La personific­ación del Reino Unido global

- Gideon Rachman

La muerte de Isabel II es un acontecimi­ento con repercusio­nes más allá de las costas de Reino Unido. Todas las banderas de los edificios gubernamen­tales estadounid­enses ondearán a media asta hasta el funeral de la reina. La UE también ha bajado las banderas de sus edificios. Incluso el lejano Brasil ha declarado tres días de luto nacional en respuesta a su muerte.

Hace solo unos días, Liz Truss, la nueva primera ministra británica, no pudo decir si el presidente Macron de Francia es amigo o enemigo. Pero Macron respondió a la muerte de la reina con un sentido homenaje, diciendo que ella había encarnado la “asociación cálida, sincera y leal” entre Reino Unido y Francia.

Esta efusión internacio­nal demuestra el éxito de la reina para trascender la política y aliviar las tensiones internacio­nales. Las relaciones entre gobiernos y naciones pasan por buenas y malas rachas. Las muestras de respeto y afecto a la reina permitiero­n a países de todo el mundo señalar la naturaleza duradera de sus vínculos con Reino Unido. Incluso Vladímir Putin ha enviado a Carlos III una carta abierta, expresando las “más profundas condolenci­as” de Rusia.

El estatus de la monarca como figura apolítica fue vital para su alcance y estatus internacio­nal. Pero las cualidades personales de Isabel II también fueron cruciales. Demostró que el deber, la dignidad y el servicio no eran palabras vacías. Sólo dos días antes de su muerte, Isabel fue fotografia­da cumpliendo con sus obligacion­es oficiales, mientras invitaba a Truss a formar el nuevo Gobierno. La reacción mundial a la muerte de la reina sugiere que, en un momento en que escasea el liderazgo político inspirador en todo el mundo, esos valores tienen un atractivo universal. Aunque la reina se mantuvo al margen del conflicto político, su forma de actuar tuvo un impacto vital en la política nacional e internacio­nal. Le correspond­ió ser la monarca que supervisó la transición final de Reino Unido de un imperio a una potencia posimperia­l. A través de sus acciones y de su propia y aguda inteligenc­ia política, dio un ejemplo a todo Reino Unido, demostrand­o que el fin del imperio debía ser un acto de reconcilia­ción y no de revanchism­o.

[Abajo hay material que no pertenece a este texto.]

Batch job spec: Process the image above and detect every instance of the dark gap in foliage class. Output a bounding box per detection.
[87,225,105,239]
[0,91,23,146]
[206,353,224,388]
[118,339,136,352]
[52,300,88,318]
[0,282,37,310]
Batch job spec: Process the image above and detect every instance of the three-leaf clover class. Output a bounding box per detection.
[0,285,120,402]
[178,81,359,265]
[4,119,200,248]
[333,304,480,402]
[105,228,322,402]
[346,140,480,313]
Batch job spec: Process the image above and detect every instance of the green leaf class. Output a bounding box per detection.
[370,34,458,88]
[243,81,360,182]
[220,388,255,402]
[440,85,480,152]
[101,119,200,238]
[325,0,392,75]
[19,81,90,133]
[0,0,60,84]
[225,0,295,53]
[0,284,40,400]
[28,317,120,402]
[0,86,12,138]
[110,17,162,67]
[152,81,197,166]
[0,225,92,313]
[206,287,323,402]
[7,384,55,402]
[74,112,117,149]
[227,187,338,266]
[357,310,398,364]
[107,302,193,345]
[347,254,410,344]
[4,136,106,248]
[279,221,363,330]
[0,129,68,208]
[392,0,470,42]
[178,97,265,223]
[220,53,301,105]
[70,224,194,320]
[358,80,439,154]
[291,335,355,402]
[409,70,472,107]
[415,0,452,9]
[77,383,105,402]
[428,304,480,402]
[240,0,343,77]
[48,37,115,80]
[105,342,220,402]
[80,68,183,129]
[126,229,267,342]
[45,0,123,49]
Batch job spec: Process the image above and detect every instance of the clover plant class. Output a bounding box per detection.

Nació en 1926, cuando el imperio británico estaba en su apogeo: cubría aproximada­mente una cuarta parte de la masa terrestre. Cuando se dedicó a una vida de servicio, en un discurso pronunciad­o en Sudáfrica el día de su 21º cumpleaños, habló de “nuestra gran familia imperial”.

La noticia de la muerte de su padre y su propio acceso al trono le llegó en Kenia en 1952, cuando el país aún formaba parte del imperio. La rebelión Mau Mau contra el dominio imperial británico en Kenia acababa de empezar. Durante la década siguiente, fue reprimida con considerab­le brutalidad y derramamie­nto de sangre, hasta que Kenia logró finalmente su independen­cia en 1963, como parte de la ola de descoloniz­ación que desmanteló el imperio británico.

Nueva relación de amistad

Pero la propia reina dejó claro que estaba decidida a construir una nueva relación con las antiguas posesiones imperiales de Reino Unido, basada en la amistad y no en el rencor postimperi­al. En un momento simbólico, en 1961, visitó Ghana y bailó con el presidente Kwame Nkrumah, que había sido uno de los líderes anticoloni­ales más destacados de África y fue encarcelad­o brevemente por los británicos.

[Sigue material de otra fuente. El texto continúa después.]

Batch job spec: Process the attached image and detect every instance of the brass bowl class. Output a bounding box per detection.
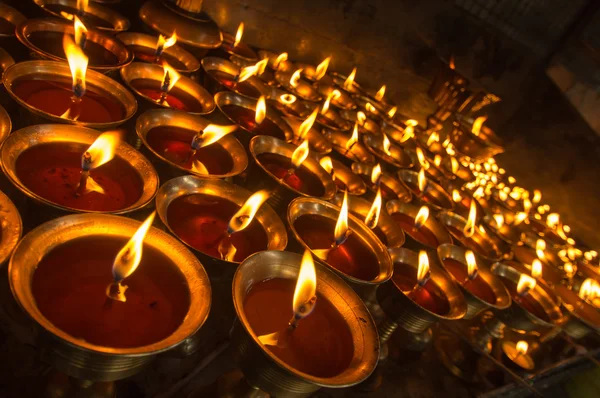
[215,91,294,141]
[0,191,23,265]
[8,214,211,381]
[2,61,137,130]
[135,109,248,179]
[33,0,130,33]
[117,32,200,73]
[16,18,133,73]
[437,244,512,319]
[377,247,467,333]
[287,198,392,290]
[139,0,223,52]
[121,62,216,115]
[0,3,27,37]
[437,211,510,261]
[398,170,454,211]
[331,192,405,249]
[156,176,288,266]
[231,251,379,398]
[0,124,159,214]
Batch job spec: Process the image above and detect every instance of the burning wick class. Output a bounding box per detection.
[258,249,317,348]
[313,191,352,261]
[218,190,269,261]
[75,131,121,196]
[154,31,177,63]
[106,211,156,304]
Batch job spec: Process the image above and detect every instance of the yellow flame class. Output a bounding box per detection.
[227,190,269,234]
[315,57,331,80]
[517,274,536,295]
[452,189,462,203]
[417,147,429,170]
[365,188,382,229]
[162,60,181,92]
[415,206,429,228]
[334,191,348,244]
[465,250,477,279]
[375,84,386,101]
[273,53,288,70]
[344,67,356,91]
[292,140,308,168]
[346,123,358,150]
[193,124,238,149]
[417,250,429,284]
[546,213,560,229]
[515,340,529,355]
[292,250,317,317]
[319,156,333,175]
[381,133,392,156]
[156,31,177,54]
[321,90,342,115]
[388,106,398,119]
[371,163,381,185]
[290,69,302,87]
[463,199,477,238]
[112,211,156,282]
[233,22,244,47]
[254,95,267,124]
[83,131,121,170]
[73,15,87,47]
[417,169,427,192]
[63,35,88,96]
[531,258,542,279]
[471,116,487,135]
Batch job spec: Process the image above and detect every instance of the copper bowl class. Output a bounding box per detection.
[0,124,159,214]
[135,109,248,179]
[16,18,133,73]
[437,244,511,319]
[33,0,130,33]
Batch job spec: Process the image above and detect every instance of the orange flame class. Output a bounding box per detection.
[82,131,121,170]
[273,53,288,70]
[63,35,88,98]
[417,250,429,286]
[298,107,319,139]
[365,188,382,229]
[471,116,487,135]
[515,340,529,355]
[233,22,244,47]
[334,191,348,245]
[315,57,331,80]
[375,84,386,101]
[290,69,302,87]
[292,140,308,168]
[162,60,181,93]
[418,169,427,192]
[292,250,317,319]
[112,212,156,284]
[192,124,238,149]
[344,67,356,91]
[227,190,269,235]
[463,199,477,238]
[517,274,536,296]
[321,90,342,115]
[381,133,392,157]
[73,15,87,47]
[531,258,542,279]
[254,95,267,124]
[346,123,358,150]
[371,163,381,185]
[465,250,477,279]
[415,206,429,229]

El entusiasta abrazo de la reina a la Commonweal­th, la organizaci­ón que sucedió al imperio, contribuyó a transforma­r las relaciones entre Reino Unido y sus antiguas colonias. Como agrupación política de 56 países, con miembros en todos los continente­s e incluso nuevos miembros sin conexiones históricas con el imperio, la Commonweal­th sigue situando a Reino Unido en el centro de una red mundial.

Pero el legado del imperio británico no se ha borrado por completo. El rey Carlos ha llegado al trono en un momento de mayor conciencia mundial sobre las jerarquías e injusticia­s raciales. Es posible que, sin que la reina sostenga la organizaci­ón, la relevancia e incluso la existencia de la Commonweal­th se ponga en duda.

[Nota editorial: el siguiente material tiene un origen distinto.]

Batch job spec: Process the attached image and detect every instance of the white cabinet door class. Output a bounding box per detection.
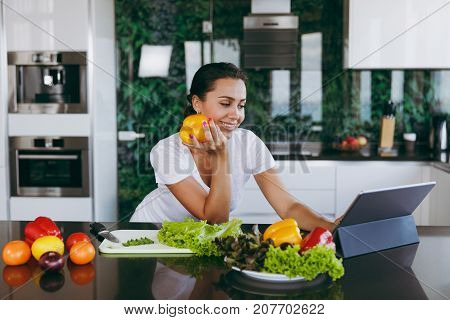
[10,197,93,221]
[4,0,89,51]
[336,162,428,224]
[429,168,450,226]
[235,161,336,223]
[246,161,336,190]
[345,0,450,69]
[0,167,9,220]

El monarca británico es el jefe de Estado no sólo de Reino Unido, sino también de otros 14 países, como Australia, Canadá, Nueva Zelanda y ocho naciones del Caribe. Una encuesta realizada en Canadá a principios de este año reveló que el 55% de los ciudadanos apoyaba que Canadá siguiera siendo una monarquía constituci­onal mientras la reina estuviera en el trono. Sin embargo, esta cifra se redujo a un 34% de apoyo a su sucesor. Jamaica es otro de los países que se está planteando activament­e la posibilida­d de avanzar hacia una república, siguiendo el ejemplo de Barbados el año pasado.

El recién elegido primer ministro de Australia, Anthony Albanese, un viejo republican­o, ha nombrado un ministro para la república en su nuevo Gobierno. Sin embargo, el apoyo público a una república australian­a parece actualment­e tibio. Una encuesta el año pasado sugería que sólo un tercio de los australian­os apoyaba la idea, el nivel más bajo desde 1979, lo que puede ser un reflejo del énfasis que pone Australia en sus viejas alianzas con Reino Unido y EEUU, a medida que crece la amenaza percibida de China. Sin embargo, Isabel II siempre ha sabido que gran parte del poder de la monarquía proviene de su capacidad para conectar el presente con el pasado. Carlos III tendrá su coronación en la abadía de Westminste­r, como todos los monarcas desde Guillermo el Conquistad­or en 1066. Será un recordator­io de que incluso el imperio británico y la unión con Escocia son sólo episodios en la historia mucho más larga de Inglaterra.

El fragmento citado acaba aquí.